The second thing Nicole did was light my fire for smoking.  Being that her favorite food is smoked brisket, it seemed not only appropriate, but mandatory that I learn how to smoke meats.

I started with a Brinkman smoke and grill last summer and have done about 10 briskets to date.  And while it was a good place to start, I felt very early on that it wasn’t quite what I was looking for when it came to the true bbq experience.  Just last night I bought my first Weber Kettle (22.5) and I also have a Smokenator on the way from Amazon.  I think eventually I will get an offset box smoker, but right now I’m still just trying to get my sea legs, as it were.

But, a day spent in the backyard smoking meats is quickly becoming one of my favorite things…  For me it’s time to relax, reflect, and accomplish.  BBQ has as much to do with my outlook on life and the blessings that I have in my life now as it ever has to do with dinner.

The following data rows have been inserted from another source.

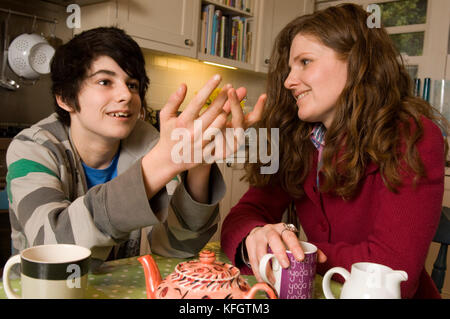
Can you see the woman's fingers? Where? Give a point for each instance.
(214, 111)
(255, 115)
(241, 93)
(193, 109)
(173, 103)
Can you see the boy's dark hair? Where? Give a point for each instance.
(72, 61)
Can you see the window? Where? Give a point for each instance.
(418, 28)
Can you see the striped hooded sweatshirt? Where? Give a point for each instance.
(49, 201)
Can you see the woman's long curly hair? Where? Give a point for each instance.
(376, 115)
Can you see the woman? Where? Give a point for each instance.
(360, 156)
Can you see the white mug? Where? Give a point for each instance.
(50, 272)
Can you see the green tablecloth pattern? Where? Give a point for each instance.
(124, 278)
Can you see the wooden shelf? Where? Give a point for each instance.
(225, 61)
(228, 9)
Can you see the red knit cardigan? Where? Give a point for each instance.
(394, 229)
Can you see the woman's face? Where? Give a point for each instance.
(316, 79)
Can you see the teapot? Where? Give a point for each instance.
(205, 278)
(366, 281)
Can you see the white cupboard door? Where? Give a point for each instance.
(164, 25)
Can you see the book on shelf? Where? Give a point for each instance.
(225, 34)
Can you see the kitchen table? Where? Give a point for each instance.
(124, 278)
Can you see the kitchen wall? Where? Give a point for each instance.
(167, 72)
(33, 101)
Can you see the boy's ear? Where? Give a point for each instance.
(63, 104)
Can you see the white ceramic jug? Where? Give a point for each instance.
(366, 281)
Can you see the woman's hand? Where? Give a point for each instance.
(183, 143)
(270, 235)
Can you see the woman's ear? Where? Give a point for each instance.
(63, 104)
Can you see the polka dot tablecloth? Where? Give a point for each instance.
(124, 278)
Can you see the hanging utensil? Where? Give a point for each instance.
(5, 83)
(30, 55)
(54, 41)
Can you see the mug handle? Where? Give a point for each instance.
(263, 266)
(326, 280)
(6, 283)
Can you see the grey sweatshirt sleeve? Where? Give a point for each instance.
(189, 224)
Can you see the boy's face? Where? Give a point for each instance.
(109, 103)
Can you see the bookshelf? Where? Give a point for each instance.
(227, 33)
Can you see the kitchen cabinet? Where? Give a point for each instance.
(274, 15)
(175, 26)
(169, 26)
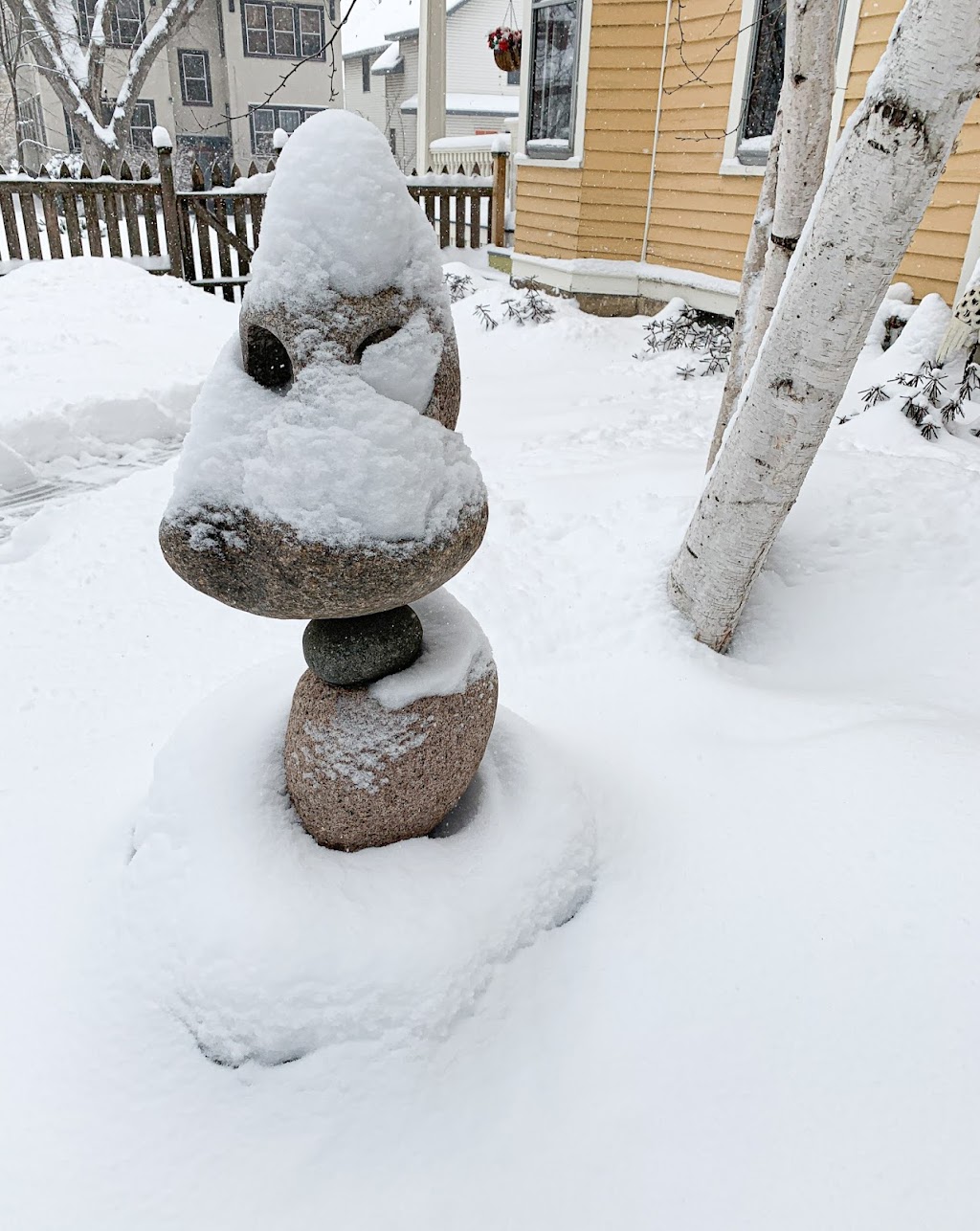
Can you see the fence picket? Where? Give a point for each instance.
(29, 213)
(131, 212)
(51, 225)
(241, 231)
(219, 208)
(10, 225)
(93, 224)
(70, 207)
(474, 202)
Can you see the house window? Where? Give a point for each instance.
(554, 46)
(263, 122)
(124, 27)
(283, 31)
(31, 124)
(765, 81)
(194, 78)
(142, 124)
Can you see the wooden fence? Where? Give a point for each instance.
(207, 235)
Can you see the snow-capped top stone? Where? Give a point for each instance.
(339, 218)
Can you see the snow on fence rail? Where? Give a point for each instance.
(207, 235)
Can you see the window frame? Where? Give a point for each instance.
(115, 38)
(31, 112)
(323, 13)
(145, 146)
(278, 111)
(745, 48)
(206, 58)
(532, 145)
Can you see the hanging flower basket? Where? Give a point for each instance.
(505, 43)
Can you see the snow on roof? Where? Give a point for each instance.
(471, 104)
(390, 60)
(373, 24)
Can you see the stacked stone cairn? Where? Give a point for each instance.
(322, 344)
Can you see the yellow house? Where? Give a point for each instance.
(641, 143)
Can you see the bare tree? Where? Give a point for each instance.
(875, 194)
(12, 59)
(72, 55)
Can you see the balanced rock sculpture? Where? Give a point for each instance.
(323, 481)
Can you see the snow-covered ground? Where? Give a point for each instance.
(764, 1018)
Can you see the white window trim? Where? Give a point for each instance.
(730, 164)
(581, 84)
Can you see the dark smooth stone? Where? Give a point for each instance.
(356, 651)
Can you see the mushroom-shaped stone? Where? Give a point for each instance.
(321, 478)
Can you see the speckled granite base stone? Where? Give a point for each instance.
(262, 567)
(360, 774)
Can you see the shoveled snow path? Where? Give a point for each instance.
(766, 1016)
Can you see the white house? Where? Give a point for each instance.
(381, 70)
(210, 86)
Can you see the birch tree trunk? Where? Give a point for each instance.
(743, 329)
(793, 173)
(805, 102)
(873, 198)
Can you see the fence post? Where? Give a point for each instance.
(168, 199)
(499, 201)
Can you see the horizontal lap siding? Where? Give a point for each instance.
(548, 211)
(935, 257)
(700, 219)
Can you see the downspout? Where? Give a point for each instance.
(657, 134)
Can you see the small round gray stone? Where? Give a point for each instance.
(360, 650)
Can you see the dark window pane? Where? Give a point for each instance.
(310, 31)
(142, 124)
(194, 77)
(127, 22)
(283, 34)
(256, 30)
(766, 78)
(553, 73)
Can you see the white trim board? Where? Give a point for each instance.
(628, 279)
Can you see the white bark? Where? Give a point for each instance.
(743, 329)
(805, 101)
(873, 198)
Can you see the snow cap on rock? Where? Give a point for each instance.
(339, 218)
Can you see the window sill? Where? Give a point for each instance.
(570, 164)
(733, 167)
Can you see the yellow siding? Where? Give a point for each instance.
(700, 219)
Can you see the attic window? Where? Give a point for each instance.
(267, 360)
(765, 82)
(554, 55)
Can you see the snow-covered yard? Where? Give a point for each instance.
(764, 1017)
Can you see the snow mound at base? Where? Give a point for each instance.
(269, 947)
(99, 355)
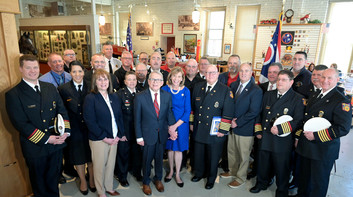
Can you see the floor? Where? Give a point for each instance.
(341, 182)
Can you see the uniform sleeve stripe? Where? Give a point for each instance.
(226, 120)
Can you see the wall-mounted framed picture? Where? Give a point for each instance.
(190, 43)
(144, 28)
(167, 28)
(227, 48)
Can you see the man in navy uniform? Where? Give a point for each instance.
(302, 77)
(153, 115)
(210, 99)
(319, 150)
(276, 141)
(248, 98)
(129, 153)
(32, 106)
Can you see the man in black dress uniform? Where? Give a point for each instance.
(210, 99)
(129, 154)
(276, 141)
(32, 107)
(302, 77)
(319, 150)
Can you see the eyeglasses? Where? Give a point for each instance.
(156, 80)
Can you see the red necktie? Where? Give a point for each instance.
(156, 106)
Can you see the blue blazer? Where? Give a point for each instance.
(247, 107)
(98, 119)
(147, 125)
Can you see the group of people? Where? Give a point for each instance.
(119, 118)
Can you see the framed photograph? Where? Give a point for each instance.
(144, 29)
(185, 23)
(190, 43)
(167, 28)
(227, 48)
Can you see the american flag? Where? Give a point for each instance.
(273, 52)
(128, 35)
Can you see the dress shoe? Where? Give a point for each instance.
(92, 189)
(62, 179)
(159, 185)
(113, 193)
(226, 175)
(256, 189)
(235, 184)
(124, 183)
(84, 192)
(195, 179)
(167, 180)
(209, 185)
(146, 189)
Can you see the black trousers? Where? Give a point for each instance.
(206, 160)
(122, 160)
(44, 174)
(280, 166)
(152, 152)
(314, 177)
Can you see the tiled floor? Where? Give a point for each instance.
(341, 182)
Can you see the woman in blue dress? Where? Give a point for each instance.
(181, 109)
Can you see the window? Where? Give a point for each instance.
(215, 33)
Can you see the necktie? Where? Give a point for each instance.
(271, 87)
(37, 89)
(239, 91)
(110, 67)
(155, 103)
(208, 89)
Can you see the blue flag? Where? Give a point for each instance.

That is how I came to start smoking meats AND why it’s such an enjoyable and important thing to me.

I am glad to have found this site and I look forward to sharing my experiences with y’all.
 
Well, I’m new to the forum and just discovered this site today…  Glad to be here.

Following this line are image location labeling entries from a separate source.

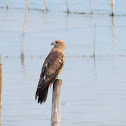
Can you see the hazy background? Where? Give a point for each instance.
(93, 89)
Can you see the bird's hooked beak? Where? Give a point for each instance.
(53, 43)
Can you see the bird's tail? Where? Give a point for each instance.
(41, 94)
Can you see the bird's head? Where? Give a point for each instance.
(59, 44)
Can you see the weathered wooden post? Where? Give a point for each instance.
(27, 4)
(91, 7)
(56, 103)
(94, 40)
(7, 4)
(24, 30)
(113, 7)
(67, 6)
(0, 83)
(46, 5)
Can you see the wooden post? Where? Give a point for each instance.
(7, 4)
(23, 40)
(46, 5)
(113, 7)
(91, 7)
(0, 83)
(56, 103)
(27, 4)
(94, 40)
(67, 6)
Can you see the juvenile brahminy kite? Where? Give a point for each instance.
(52, 66)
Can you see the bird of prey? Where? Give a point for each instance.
(51, 68)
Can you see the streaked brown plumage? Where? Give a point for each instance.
(52, 66)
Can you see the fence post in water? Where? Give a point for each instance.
(7, 4)
(0, 83)
(27, 4)
(46, 5)
(67, 6)
(94, 40)
(113, 7)
(56, 103)
(91, 7)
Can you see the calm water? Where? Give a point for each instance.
(93, 91)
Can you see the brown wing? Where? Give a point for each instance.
(50, 70)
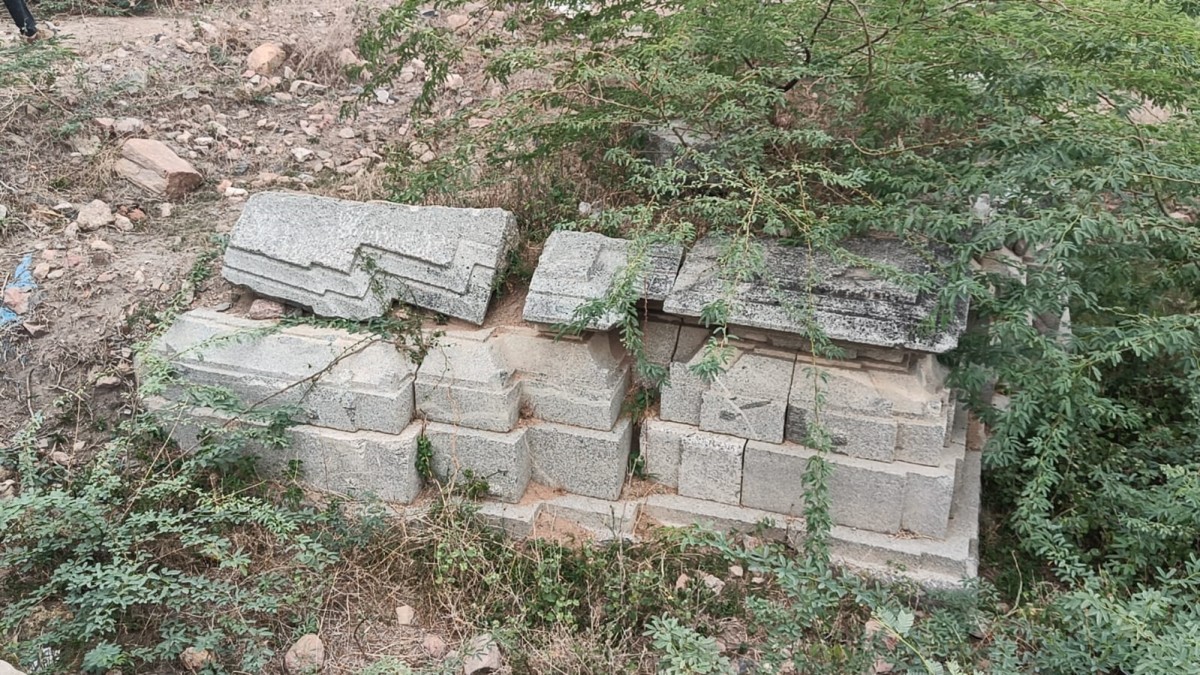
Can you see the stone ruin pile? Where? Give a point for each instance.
(515, 405)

Here’s my story.  I started doing my own grilling after getting married in 2000.  Was exclusively a propane guy for ease of use, quicker grilling time, etc.  I built my first house in 2004 and my Dad bought me a mean stainless steel propane grill, so the streak continued…

Fast forward to 2007… now recently divorced and looking for new ways to rebuild my life as a single man on a new path.  I definitely turned to grilling.  I spent a lot of time in my back yard grilling, listening to music, drinking some good booze, and just learning how to enjoy spending time alone for the first time in my adult life.  But, at this point it was still just throwing burgers/steaks/chicken breasts on the propane grill.

Then 2009 got here and things changed for me… I met Nicole… She’s the quintessential Okie like me.  She loves OU football and her favorite food on the entire planet is smoked brisket.  She’s also 12 years younger than me and beautiful, so the time we spent dating was most definitely the proverbial “feather in my cap.”  :)

We dated only briefly, but have remained what can only be described as best friends.  We spend more time together now than we did when we were in dating mode.  While the situation isn’t typical, she has definitely been a God-send for me as she has been invaluable in helping me recover my life following my divorce (as the divorced peeps on here can attest isn’t a joy ride).

But, the first thing she helped progress was that since meeting we have dedicated ourselves to tailgating at all the OU home football games.  In designing our tailgating experience, I made the very crucial decision to turn to charcoal grilling.  As y’all know, this is a huge step. Lol.  It takes merely one time using the charcoal to realize that I have wasted the better part of 10 years and innumerable cuts of meat previous to that moment.

The second thing Nicole did was light my fire for smoking.  Being that her favorite food is smoked brisket, it seemed not only appropriate, but mandatory that I learn how to smoke meats.

I started with a Brinkman smoke and grill last summer and have done about 10 briskets to date.  And while it was a good place to start, I felt very early on that it wasn’t quite what I was looking for when it came to the true bbq experience.  Just last night I bought my first Weber Kettle (22.5) and I also have a Smokenator on the way from Amazon.  I think eventually I will get an offset box smoker, but right now I’m still just trying to get my sea legs, as it were.

But, a day spent in the backyard smoking meats is quickly becoming one of my favorite things…  For me it’s time to relax, reflect, and accomplish.  BBQ has as much to do with my outlook on life and the blessings that I have in my life now as it ever has to do with dinner.

That is how I came to start smoking meats AND why it’s such an enjoyable and important thing to me.

I am glad to have found this site and I look forward to sharing my experiences with y’all.
CzechM8,

That's a Great story!

It would be good if you went to our "Roll Call" forum section, and copy & paste that same story on there.

Then everyone can welcome you properly.

Then stick around---You'll love it here!